O valor que os empregadores deixaram de pagar entre 2012 e 2015 soma, segundo o auditor, mais de R$ 108 bilhões. “O que assusta mais é saber que o número é conhecido pelo governo, porque é declarado pelo devedor. O devedor informa nas guias aquilo que ele recolheu ou que deve, mas não recolheu”, diz.
As entidades dos auditores afirmam que, com ou sem reforma, osproblemas da Previdência tendem a crescer por conta da ineficiência na capacidade de arrecadação, que saiu de um índice de 22% em 2012 para 35% em 2015.

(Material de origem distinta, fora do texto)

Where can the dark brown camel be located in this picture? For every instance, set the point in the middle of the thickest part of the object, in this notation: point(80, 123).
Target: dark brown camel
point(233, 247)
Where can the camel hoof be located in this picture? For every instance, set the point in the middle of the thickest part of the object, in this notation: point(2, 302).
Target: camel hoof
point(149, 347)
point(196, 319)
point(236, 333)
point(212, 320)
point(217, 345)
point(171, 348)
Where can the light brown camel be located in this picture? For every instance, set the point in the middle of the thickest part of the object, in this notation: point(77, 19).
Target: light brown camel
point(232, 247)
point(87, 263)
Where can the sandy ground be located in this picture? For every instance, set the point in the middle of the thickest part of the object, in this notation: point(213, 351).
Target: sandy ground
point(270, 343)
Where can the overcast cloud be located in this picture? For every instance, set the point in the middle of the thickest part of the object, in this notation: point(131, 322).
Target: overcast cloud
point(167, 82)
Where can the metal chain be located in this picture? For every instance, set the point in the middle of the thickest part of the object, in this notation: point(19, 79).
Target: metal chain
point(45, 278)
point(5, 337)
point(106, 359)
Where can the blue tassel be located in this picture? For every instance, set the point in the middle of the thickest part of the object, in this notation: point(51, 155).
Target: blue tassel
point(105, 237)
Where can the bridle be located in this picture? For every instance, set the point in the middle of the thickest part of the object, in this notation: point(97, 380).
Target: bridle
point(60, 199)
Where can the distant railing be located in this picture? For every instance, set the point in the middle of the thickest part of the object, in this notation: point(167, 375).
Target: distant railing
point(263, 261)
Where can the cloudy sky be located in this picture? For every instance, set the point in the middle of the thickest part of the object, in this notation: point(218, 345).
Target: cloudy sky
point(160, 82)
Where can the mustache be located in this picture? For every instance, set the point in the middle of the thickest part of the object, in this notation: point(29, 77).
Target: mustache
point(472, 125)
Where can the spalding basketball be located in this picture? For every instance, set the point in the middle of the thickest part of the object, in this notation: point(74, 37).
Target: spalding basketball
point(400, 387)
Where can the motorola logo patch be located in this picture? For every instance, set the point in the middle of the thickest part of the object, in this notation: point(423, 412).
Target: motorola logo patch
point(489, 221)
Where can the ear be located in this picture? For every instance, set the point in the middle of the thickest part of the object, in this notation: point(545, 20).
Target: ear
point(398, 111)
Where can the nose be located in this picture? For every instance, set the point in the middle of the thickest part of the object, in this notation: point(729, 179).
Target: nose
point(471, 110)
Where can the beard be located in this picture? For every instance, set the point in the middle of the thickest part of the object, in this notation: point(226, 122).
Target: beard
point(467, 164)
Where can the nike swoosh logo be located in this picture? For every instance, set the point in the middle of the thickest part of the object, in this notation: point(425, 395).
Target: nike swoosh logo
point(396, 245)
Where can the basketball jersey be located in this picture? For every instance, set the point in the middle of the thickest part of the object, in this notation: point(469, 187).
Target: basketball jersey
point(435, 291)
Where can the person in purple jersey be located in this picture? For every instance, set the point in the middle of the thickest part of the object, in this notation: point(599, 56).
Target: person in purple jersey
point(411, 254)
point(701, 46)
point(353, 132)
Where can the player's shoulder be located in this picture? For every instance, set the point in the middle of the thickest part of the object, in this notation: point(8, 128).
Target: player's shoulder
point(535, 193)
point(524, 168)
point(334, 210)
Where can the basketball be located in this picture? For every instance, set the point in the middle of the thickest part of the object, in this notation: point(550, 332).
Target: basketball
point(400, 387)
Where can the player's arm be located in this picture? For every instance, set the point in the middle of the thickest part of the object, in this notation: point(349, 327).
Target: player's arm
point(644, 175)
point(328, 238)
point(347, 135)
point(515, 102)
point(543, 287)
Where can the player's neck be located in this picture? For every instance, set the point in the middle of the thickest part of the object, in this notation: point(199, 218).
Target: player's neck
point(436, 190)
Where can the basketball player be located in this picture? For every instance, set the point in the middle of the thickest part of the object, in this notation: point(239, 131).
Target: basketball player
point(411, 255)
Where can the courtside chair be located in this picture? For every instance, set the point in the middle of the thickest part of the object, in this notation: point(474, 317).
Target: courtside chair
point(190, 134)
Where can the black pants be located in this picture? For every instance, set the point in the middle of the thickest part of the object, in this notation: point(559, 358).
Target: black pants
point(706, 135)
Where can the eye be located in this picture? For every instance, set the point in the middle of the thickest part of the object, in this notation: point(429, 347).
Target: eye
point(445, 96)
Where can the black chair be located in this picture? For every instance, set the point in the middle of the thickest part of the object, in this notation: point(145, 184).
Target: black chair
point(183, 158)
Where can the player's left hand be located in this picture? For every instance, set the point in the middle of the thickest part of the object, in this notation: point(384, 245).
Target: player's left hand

Paim informou ainda que nas contas da Previdência divulgadas pelo governo não são computadas as contribuições sociais, como Cofins, CSLL, e alíquotas sobre as loterias e sobre o PIS/Pasep. “O desvio desse dinheiro do caixa da Previdência transformaria o rombo que o governo alega existir em superávit”, afirma.
Uma dívida que nunca é cobrada
A dívida ativa da União é um dos pontos em destaque em uma das audiência públicas da CPI da Previdência. O senador Paulo Paim (PT-RS) conta que este valor, que se refere a dívidas não pagas ao governo federal por pesosas e empresas, já soma R$ 1,8 trilhão.
Deste montante, R$ 400 bilhões são valores que deveriam ter sido recolhidos à Previdência. “As receitas que deveriam ser destinadas à Seguridade Social são repetidamente sadas para pagar a dívida pública”, adverte o presidente da Associação Nacional de Auditores Fiscais da Receita Federal (Anfip), Vilson Romero.
Dados apontam que se as contribuições fossem repassadas corretamente, o total das receitas em 2015 seria de R$ 694 bilhões. A despesa com a Seguridade Social, por sua vez, seria de R$ 683 bilhões.
Com isso, ao invës do déficit alegado pelo governo, haveria, segundo os nímeros dos auditores, um superávit de R$ 11 bilhões. “Por que não cobrar quem deve à Previdência? A impressão que dá é que existe um ‘pacto’ com devedores”, dispara o senador Paulo Paim.
Achilles Linhares de Campos Frias, do Sindicato Nacional dos Procuradores da Fazenda Nacional (Sinprofaz), levantou, em audiência da CPI, a hipótese de que exista um interesse de “privatizar a dívida”. O meio para isso seria a securitização, processo em que títulos da dívida são vendidos ao mercado. Os compradores seriam, principalmente, os bancos — em sua maioria, alías, grandes devedores.